For the longest time ever, I thought “Halal Food” referred to the food served in the food carts with rice, lettuce, chicken, lamb, white and barbeque sauce. It was not until a friend explained that “halal”, in Arabic,  means permissible and that Halal meat is meat that has been slaughtered according to Islamic law, as laid out in the Qu’ran until I realized the true meaning. This particular type of slaughter is called dhabiha.

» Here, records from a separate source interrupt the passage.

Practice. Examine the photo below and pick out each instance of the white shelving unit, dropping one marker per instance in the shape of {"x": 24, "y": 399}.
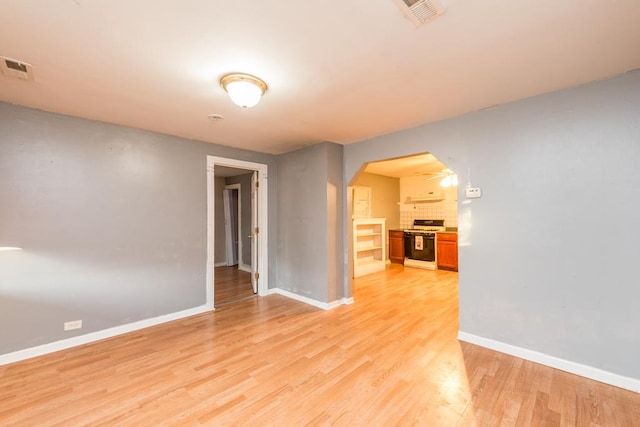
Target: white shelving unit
{"x": 369, "y": 246}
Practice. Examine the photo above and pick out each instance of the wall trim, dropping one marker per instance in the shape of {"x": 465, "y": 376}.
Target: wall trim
{"x": 586, "y": 371}
{"x": 311, "y": 301}
{"x": 64, "y": 344}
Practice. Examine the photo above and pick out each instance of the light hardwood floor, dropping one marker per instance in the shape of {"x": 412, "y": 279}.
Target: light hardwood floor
{"x": 391, "y": 358}
{"x": 231, "y": 285}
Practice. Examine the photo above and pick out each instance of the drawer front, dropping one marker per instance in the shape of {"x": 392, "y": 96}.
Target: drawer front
{"x": 448, "y": 237}
{"x": 396, "y": 233}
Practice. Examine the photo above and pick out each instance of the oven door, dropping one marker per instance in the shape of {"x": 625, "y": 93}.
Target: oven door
{"x": 420, "y": 246}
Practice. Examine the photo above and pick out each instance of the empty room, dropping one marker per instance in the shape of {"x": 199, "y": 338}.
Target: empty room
{"x": 338, "y": 213}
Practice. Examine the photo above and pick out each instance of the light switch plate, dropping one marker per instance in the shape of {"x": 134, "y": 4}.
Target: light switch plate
{"x": 473, "y": 193}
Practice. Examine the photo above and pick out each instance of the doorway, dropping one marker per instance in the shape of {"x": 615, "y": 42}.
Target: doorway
{"x": 237, "y": 230}
{"x": 399, "y": 192}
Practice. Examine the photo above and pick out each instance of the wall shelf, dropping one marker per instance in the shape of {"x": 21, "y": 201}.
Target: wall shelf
{"x": 369, "y": 246}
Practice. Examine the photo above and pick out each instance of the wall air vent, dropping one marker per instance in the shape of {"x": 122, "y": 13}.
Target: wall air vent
{"x": 420, "y": 11}
{"x": 16, "y": 69}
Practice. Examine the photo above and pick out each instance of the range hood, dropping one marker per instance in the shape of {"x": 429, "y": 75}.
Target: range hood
{"x": 432, "y": 196}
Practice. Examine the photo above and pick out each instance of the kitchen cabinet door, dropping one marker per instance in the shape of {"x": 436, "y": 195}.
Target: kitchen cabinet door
{"x": 396, "y": 246}
{"x": 447, "y": 251}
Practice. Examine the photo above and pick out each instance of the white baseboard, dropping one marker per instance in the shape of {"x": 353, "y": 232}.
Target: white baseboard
{"x": 40, "y": 350}
{"x": 311, "y": 301}
{"x": 586, "y": 371}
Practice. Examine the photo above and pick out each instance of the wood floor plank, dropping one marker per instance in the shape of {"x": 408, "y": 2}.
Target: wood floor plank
{"x": 391, "y": 358}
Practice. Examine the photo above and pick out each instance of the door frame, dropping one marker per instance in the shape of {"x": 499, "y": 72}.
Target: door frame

It’s a very specific method of killing animals for food, one that also involves draining all the blood and ensuring that no live animals ever see another animal slaughtered. According to the Muslims in Dietetics and Nutrition, a member group of the Academy of Nutrition and Dietetics, Halal food can never contain pork or pork products, or any alcohol. Rasheed Ahmed, founder and president of the Muslim Consumer Group, which both certifies Halal food and educates Muslims about different foods’ Halal status, says that to be truly Halal, how the animals are raised is taken into account. Animals must be fed vegetarian diets, which means that many chickens and cows raised on U.S. farms don’t qualify. Halal animals also can’t be treated with antibiotics or growth hormones, since the hormones may contain pork-based ingredients.

Halal animals must be slaughtered by a Muslim, who says a blessing, and by hand, not by machine. Once killed, the animal’s blood must drain completely, since Muslims who eat Halal do not consume the fresh blood of animals.

After doing this research, a question that raises is, “Are all carts that are considered ‘Halal carts’ actually halal?”